In fact, all of these concessions were inevitable, but it is one thing when you make them unilaterally and quite another when you make them in exchange for reciprocal concessions on the part of the other side. The process was complicated by vice president Pence and national security adviser Bolton, who insisted that North Korea must hand over everything in line with the Libyan scenario. They did not say a single word about any reciprocal concessions.
In this situation, North Koreans decided to snarl and made two rather tough statements. The DPRK delegations quite impolitely, but in its own style, boycotted the joint meeting on preparations for the summit. Most likely, they just wanted to show that they were outraged with what was going on and to require some concessions or at least more cautious expressions. I must say that they had every reason for such anxiety, although they did behave too roughly.
At that moment an interesting thing happened. In the past, we saw North Koreans quitting the negotiation process after seemingly innocent moves made by their rivals, and it was hilarious to see Americans using the same technique. Unexpectedly, Trump said that North Korean statements (understandable and rather mild by their standards) are an indication that the DPRK does not want to negotiate, and cancelled the meeting.
What is going to happen next is a difficult question. There are two possibilities, and it will become clear in a week or two which of the two is to be realized. First, it is possible that everything is just a performance. If Trump bluffs, then all of this was done not in order to break the process, but to exert additional pressure on North Koreans, forcing them to make some additional concessions. It is not the worst option, so the negotiations are most likely to be continued, a meeting will be held and a compromise, certainly more tilted toward American interests, will be achieved.
The second option is more likely and certainly more dangerous. It may happen that Trump found that the negotiations lack any point, at best leading to freezing or reducing the North Korean nuclear program, but not to destroying it. That means that we return to a rather dangerous situation, which was observed last year. Trump and his colleagues likely overestimate the military and political capabilities of the US and underestimate the military and political capabilities of North Korea. Therefore, if they really abandon the negotiations, regarding the unconditional surrender as the only acceptable solution, we can expect a constant escalation of military pressure on North Korea.

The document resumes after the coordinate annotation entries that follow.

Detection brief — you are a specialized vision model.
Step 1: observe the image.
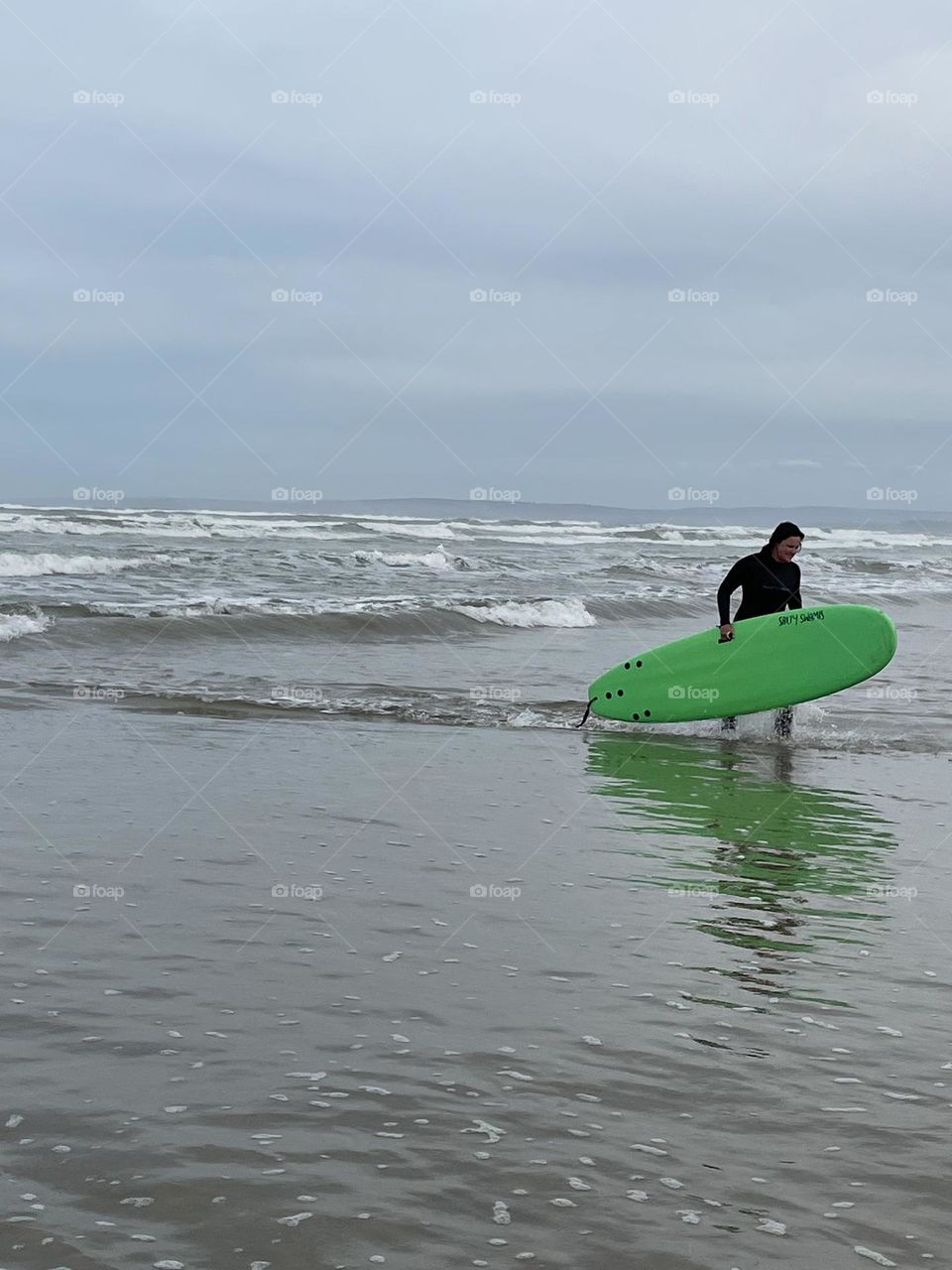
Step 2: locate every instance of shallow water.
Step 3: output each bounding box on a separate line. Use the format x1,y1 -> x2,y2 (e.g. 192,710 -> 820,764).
0,698 -> 952,1270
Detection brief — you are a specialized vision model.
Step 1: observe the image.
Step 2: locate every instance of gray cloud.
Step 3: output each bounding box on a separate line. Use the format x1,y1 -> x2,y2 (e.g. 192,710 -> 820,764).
0,0 -> 952,507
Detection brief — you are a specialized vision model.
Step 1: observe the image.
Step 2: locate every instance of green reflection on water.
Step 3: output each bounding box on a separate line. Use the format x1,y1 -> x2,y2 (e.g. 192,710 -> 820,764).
588,735 -> 896,999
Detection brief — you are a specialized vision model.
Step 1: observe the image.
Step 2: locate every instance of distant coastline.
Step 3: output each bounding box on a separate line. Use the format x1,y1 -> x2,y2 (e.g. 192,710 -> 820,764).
0,495 -> 952,532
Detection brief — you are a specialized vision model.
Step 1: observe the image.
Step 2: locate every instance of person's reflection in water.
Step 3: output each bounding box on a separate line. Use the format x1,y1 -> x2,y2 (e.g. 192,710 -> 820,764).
589,736 -> 896,996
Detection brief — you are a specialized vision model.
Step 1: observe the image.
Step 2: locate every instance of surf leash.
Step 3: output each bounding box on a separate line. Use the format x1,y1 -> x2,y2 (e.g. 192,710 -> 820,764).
572,698 -> 598,727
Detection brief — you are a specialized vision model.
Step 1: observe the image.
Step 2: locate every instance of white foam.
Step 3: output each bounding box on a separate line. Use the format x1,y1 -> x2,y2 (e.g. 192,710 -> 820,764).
354,543 -> 472,572
0,612 -> 52,644
0,552 -> 182,577
450,599 -> 598,629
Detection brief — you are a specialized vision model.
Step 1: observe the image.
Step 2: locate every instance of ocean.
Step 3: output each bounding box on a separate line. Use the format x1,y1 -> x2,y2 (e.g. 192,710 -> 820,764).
0,505 -> 952,1270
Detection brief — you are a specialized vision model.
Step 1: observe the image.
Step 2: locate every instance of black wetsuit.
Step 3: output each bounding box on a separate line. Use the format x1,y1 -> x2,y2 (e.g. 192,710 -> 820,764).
717,546 -> 803,736
717,548 -> 803,626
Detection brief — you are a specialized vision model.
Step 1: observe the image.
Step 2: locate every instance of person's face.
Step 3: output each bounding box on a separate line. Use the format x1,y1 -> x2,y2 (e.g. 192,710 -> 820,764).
774,539 -> 803,564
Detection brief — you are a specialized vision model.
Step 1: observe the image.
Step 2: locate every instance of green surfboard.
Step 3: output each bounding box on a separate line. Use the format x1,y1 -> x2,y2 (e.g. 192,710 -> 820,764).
589,604 -> 896,724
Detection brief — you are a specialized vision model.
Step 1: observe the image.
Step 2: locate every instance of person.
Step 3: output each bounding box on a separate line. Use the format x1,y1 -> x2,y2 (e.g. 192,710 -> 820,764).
717,521 -> 803,736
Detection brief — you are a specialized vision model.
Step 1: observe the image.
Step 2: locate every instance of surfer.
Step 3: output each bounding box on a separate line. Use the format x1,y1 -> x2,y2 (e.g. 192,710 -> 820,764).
717,521 -> 803,736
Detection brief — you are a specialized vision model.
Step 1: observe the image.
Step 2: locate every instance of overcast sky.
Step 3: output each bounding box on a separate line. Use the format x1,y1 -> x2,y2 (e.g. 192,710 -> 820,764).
0,0 -> 952,508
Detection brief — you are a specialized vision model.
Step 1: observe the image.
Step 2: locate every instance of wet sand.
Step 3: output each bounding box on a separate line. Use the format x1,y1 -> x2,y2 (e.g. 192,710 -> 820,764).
0,701 -> 952,1270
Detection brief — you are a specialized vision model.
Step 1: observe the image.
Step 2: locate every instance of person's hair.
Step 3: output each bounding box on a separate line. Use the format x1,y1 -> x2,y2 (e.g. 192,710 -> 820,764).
767,521 -> 803,550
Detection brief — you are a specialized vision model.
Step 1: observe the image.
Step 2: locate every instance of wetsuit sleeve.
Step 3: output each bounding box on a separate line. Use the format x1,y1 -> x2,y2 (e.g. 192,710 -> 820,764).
787,564 -> 803,608
717,560 -> 744,626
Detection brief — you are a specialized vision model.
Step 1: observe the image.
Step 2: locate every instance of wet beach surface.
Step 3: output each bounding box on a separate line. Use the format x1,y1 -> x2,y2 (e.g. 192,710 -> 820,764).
0,698 -> 952,1270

What will Pyongyang do? Their first actions demonstrate that they did not expect such a turn with the Americans reacting quite the same way as they did several times. Now they are trying to speak in a conciliatory, calm tone, emphasizing their readiness to resume contacts. If Trump really decided that he would not speak to the North Koreans until they capitulate, then they have several basic options.
If they fail to resume negotiations, they are most likely to seek some help from China. Over the past decade, China has almost monopolized the DPRK’s foreign trade. Therefore, the implementation of the US sanctions depends on its position: if China decides not to implement the sanctions, they will not be implemented at all. North Korea may also ask China to support it in case of an American attack. This is surely not about sending troops, but about support in logistics, weapons and intelligence. However, even limited support will be enough to prevent a blitzkrieg victory for the US if a war begins.
Will China agree on this? It is also a difficult question to answer. Its agreement will depend on the state of the US-China relations at that moment and on the specific contacts between Beijing and Washington on the Korean issue. Even if China agrees to patronize North Korea, it could ask for a serious price, which the North Korean leadership may find unacceptable. If it is not able to agree with China, then two scenarios are possible.
The first one is that of quite cautious behavior on the part of North Korea, trying not to provoke the US and waiting for the end of Donald Trump’s presidential term. The second one is that of upping the ante in order to demonstrate that a possible US attack on the country will cause severe military and political consequences. In this case, we can expect a chain of nuclear tests and missile launches, some of them probably carried out in a deliberately provocative manner. For Russia, all of the above scenarios are negative, although their level of negativity may differ.